Making it easier for others. The kids, the special athletes, it takes a lot of money for them to go out and feel like champions. The kids can go out and compete get medals and feel like champions with the funding that we give for the games. The dogs get adopted into homes and I get follow-up pictures for years — ‘the dogs saved me,’ the families are now happy and playing with the dogs. The Habitat build, I’ve been back and seen some of the families at their homes. They’re all so happy. Because they work so hard to get into those homes. It’s not like a handout, it’s definitely a hand up. The Ronald McDonald House meal, several times we’ve had families come up and just thank us for a home cooked meal. Because when my teams cook, they cook with heart. I pitch it to them, ‘this is a big family reunion guys, you got your family here, this is how you’re cooking.’ And the families there at the Ronald McDonald House are just so grateful to have a home cooked meal while their patients are in there being treated or getting transplants. And it also saves them money, they have enough expenses.

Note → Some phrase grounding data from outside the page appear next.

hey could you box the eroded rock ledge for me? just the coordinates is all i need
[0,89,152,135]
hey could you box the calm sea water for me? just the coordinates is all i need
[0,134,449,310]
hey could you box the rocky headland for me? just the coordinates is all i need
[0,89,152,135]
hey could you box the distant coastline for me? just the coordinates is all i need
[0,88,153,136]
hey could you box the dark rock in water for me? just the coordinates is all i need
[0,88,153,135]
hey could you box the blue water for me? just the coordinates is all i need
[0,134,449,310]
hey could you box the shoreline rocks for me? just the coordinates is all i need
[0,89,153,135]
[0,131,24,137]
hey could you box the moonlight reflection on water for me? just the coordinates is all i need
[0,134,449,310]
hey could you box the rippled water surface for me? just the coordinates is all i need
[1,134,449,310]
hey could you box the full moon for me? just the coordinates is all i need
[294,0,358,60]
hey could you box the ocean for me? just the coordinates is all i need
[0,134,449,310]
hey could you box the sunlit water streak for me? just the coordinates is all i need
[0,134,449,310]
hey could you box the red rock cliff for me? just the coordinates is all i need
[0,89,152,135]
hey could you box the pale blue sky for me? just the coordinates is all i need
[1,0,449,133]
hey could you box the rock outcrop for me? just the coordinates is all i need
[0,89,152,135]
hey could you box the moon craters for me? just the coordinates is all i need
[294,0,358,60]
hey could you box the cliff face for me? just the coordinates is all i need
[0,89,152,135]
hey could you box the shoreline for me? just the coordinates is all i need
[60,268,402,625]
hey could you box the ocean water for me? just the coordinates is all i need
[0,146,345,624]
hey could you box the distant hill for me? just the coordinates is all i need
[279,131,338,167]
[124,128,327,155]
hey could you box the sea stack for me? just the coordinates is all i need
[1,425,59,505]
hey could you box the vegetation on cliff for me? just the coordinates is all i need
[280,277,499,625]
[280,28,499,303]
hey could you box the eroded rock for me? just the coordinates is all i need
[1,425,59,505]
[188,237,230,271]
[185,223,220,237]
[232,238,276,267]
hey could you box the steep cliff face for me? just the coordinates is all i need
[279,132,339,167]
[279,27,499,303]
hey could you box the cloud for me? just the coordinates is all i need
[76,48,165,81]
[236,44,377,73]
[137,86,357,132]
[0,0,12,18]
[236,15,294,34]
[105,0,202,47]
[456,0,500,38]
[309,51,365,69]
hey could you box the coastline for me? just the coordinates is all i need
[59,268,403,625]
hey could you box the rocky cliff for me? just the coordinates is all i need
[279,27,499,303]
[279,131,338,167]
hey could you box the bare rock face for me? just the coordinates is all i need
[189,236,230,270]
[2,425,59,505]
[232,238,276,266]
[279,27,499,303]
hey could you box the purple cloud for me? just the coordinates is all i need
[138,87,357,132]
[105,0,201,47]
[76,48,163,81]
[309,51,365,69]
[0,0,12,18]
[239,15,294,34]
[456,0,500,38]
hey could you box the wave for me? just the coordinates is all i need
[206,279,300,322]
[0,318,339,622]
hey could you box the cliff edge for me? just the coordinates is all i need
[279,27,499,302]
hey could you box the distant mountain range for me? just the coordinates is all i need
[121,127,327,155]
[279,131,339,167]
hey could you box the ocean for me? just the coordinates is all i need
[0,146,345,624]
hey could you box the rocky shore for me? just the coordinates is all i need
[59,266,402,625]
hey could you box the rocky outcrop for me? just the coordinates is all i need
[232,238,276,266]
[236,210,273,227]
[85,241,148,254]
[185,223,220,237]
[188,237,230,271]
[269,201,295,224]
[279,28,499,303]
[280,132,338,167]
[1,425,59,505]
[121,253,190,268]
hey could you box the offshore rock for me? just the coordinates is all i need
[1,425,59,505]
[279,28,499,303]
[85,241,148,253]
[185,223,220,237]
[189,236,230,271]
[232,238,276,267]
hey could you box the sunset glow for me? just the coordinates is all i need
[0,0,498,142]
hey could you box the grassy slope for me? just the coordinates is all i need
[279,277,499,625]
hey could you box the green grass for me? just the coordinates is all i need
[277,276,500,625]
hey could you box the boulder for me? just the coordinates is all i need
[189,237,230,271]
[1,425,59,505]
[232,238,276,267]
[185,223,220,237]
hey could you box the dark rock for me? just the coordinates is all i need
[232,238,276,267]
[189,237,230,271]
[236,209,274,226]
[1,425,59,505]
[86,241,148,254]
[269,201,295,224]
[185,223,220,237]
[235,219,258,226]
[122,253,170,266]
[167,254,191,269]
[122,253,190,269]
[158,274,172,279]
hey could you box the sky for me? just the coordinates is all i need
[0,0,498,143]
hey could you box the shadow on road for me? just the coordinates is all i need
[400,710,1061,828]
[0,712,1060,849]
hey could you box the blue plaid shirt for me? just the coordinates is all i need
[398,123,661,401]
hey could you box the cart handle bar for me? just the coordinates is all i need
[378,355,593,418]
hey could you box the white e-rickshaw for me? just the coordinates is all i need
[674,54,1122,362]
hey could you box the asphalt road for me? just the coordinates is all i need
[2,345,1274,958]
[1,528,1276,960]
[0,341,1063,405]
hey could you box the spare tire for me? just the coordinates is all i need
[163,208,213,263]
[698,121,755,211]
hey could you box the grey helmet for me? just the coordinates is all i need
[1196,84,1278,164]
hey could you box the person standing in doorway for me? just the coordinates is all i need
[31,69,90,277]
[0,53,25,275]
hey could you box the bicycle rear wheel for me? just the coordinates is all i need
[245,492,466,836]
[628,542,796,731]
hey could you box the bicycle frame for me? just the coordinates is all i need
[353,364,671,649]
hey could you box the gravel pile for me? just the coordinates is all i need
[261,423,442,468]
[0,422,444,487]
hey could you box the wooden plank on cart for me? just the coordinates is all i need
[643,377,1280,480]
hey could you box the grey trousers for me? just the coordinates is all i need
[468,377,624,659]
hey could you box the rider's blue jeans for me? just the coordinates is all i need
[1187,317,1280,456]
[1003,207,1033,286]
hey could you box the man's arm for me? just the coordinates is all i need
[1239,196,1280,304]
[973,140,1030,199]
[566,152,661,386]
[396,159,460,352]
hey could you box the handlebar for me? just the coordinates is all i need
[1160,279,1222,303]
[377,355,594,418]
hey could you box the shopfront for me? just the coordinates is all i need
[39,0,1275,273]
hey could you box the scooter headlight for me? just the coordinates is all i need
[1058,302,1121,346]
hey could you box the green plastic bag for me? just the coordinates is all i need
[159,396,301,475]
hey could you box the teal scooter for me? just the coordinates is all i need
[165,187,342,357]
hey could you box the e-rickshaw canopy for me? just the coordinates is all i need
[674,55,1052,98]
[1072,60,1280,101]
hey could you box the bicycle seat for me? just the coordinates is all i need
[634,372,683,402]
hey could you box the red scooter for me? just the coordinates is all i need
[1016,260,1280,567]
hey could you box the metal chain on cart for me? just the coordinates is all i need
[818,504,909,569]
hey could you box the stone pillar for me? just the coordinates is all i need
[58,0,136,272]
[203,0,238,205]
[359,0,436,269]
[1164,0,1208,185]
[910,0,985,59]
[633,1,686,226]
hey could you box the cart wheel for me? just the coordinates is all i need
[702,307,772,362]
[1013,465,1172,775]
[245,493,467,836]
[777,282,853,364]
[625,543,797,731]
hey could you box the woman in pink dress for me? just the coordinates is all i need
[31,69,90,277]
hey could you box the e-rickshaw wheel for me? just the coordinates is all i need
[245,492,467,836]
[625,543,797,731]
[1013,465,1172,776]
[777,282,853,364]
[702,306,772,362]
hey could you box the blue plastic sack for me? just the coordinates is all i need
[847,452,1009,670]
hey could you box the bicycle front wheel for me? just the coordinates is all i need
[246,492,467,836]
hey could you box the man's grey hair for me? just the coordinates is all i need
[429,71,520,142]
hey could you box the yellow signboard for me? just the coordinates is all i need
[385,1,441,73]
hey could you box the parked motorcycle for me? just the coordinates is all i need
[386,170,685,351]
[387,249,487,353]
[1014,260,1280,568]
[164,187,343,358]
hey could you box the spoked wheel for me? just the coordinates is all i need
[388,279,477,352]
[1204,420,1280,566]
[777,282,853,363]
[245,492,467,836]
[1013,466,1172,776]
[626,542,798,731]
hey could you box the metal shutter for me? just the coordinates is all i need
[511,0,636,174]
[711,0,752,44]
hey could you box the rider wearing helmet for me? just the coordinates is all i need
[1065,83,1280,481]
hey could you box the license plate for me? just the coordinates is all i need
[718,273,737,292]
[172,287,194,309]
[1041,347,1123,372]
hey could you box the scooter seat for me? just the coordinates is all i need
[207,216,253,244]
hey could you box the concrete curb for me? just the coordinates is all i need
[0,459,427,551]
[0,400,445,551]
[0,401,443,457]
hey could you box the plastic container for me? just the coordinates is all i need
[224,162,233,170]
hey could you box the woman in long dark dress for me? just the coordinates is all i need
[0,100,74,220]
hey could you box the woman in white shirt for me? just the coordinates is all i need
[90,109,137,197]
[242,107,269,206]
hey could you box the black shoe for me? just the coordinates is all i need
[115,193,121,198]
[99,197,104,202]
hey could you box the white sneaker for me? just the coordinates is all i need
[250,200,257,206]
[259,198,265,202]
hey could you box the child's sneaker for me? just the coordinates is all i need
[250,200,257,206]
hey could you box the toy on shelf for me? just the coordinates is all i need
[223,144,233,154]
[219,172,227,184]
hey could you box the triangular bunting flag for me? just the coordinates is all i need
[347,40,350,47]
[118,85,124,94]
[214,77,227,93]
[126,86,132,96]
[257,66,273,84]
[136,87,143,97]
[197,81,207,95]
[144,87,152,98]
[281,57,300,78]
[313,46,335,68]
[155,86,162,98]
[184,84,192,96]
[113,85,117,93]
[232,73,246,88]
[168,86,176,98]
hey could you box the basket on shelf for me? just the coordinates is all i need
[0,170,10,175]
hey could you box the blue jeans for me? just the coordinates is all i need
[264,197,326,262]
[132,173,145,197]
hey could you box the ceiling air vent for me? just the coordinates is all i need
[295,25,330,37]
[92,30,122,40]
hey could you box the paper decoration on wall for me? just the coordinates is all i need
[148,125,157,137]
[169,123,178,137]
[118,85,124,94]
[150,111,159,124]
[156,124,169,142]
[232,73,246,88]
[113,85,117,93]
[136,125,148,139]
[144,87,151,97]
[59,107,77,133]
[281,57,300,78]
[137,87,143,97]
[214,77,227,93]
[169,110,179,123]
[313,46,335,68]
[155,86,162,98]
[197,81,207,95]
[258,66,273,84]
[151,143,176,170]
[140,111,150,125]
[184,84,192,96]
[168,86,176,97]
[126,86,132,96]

What have you learned through your experiences as a volunteer?
Just tell the story. Be the voice. Talk to everybody. You never know how you can be connected. I can connect with a lot of people because of all the different activities I’m in, or I can recruit a lot of people because of all the activities. Maybe you don’t want to cook, that’s fine. Maybe you want to go walk dogs, that’s fine, there you go. So having a variety of connections with people and just being the voice for whatever cause it is. I can talk up Ronald McDonald House all day long and I can talk up the dogs all day long and Special Olympics, any of that stuff.
What do you want people to learn from your story?
You can always be a positive impact to someone else. There’s so many ways to do it. The biggest message is to go out and be a voice. It comes around. The joy you get, it’s huge.